Read wavelength and spectral data from the data section of a file as output by Enlighten importing them into R. Parse the header of a file to extract the acquisition time, instrument name and serial number, as well additional metadata related to the instrument and its settings. Function read_wasatch_csv() only accepts "column oriented" CSV files.

Usage

read_wasatch_csv(
  file,
  date = NULL,
  geocode = NULL,
  label = NULL,
  tz = NULL,
  locale = readr::default_locale(),
  s.qty = NULL,
  extra.cols = "keep",
  scale.factor = 1,
  simplify = TRUE,
  ...
)

Value

An object of a class derived from generic_spct such as

raw_spct or filter_spct. generic_spct is derived from tibble and data frame.

Arguments

file

character

date

a POSIXct object to use to set the "when.measured" attribute. If NULL, the default, the date and time are extracted from the file header.

geocode

A data frame with columns lon and lat used to set attribute "where.measured".

label

character string, but if NULL the value of file is used, and if NA the "what.measured" attribute is not set.

tz

character Time zone is by default that of the machine's locale.

locale

The locale controls defaults that vary from place to place.

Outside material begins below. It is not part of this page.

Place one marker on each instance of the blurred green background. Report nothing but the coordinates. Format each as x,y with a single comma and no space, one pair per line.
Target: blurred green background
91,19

The default locale is US-centric (like R), but you can use locale to create your own locale that controls things like the default time zone, encoding, decimal mark, big mark, and day/month names.

s.qty

character, possibly named. The name of the quantity using the conventions accepted used in package 'photobiology' that is to be imported from column "Processed" from the file.

extra.cols

character What to do non-processed data columns if present in file. One of "keep", "drop.pixel", "drop" or "split".

scale.factor

numeric vector of length 1, or length equal to the number of rows (= detector pixels). Numeric multiplier applied to returned spectral values.

simplify

logical If TRUE, single spectra are returned as individual spectra instead of collections of length one.

...

additional arguments passed to the constructor of the spectrum object.

Acknowledgements

We thank Ruud Niesen from Photon Mission (https://photonmission.com/) for organizing the loan of the spectrometer used to produce the various files needed for the development of this function.

Details

Enlighten's column-wise CSV files contain at least two columns, Wavelength and Processed. In the header the Technique used is recorded. Additional data columns can be present. Column Pixel contains the pixel index in the array as integers. Columns Raw, Dark and Reference contain detector counts data. Technique is used to guess the type of spectrum stored in the column named Processed, which can be detector counts or derived values. By default the data are read into a single spectrum object and all columns retained, but only the data in Processed are interpreted as spectral data corresponding to the class of the object. If passed extra.cols = "drop", only Wavelength and Processed are copied to the returned object, while if passed extra.cols = "drop.pixel" only the contents of column Pixel are discarded. If passed extra.cols = "split" all columns containing spectral data are each read into a separate spectrum, these are collected and a "generic_mspct" object containing them returned. extra.cols can be a named vector of mappings, of length at least one but possibly longer. If longer a "generic_mspct" is returned, otherwise a spectrum object as inferred from the name each column is mapped to.

References

https://wasatchphotonics.com/ https://wasatchphotonics.com/product-category/software/

Examples

Run this code

 file.name <- 
   system.file("extdata", "enlighten-wasatch-scope.csv",
               package = "photobiologyInOut", mustWork = TRUE)
              
 wasatch.raw.spct <- 
   read_wasatch_csv(file = file.name)
 summary(wasatch.raw.spct)

 wasatch.raw.spct <- 
   read_wasatch_csv(file = file.name, s.qty = "counts")
 summary(wasatch.raw.spct)

 wasatch.raw.spct <- 
   read_wasatch_csv(file = file.name, s.qty = c(Processed = "counts"))
 summary(wasatch.raw.spct)

 wasatch.raw.spct <- 
   read_wasatch_csv(file = file.name, extra.cols = "drop")
 summary(wasatch.raw.spct)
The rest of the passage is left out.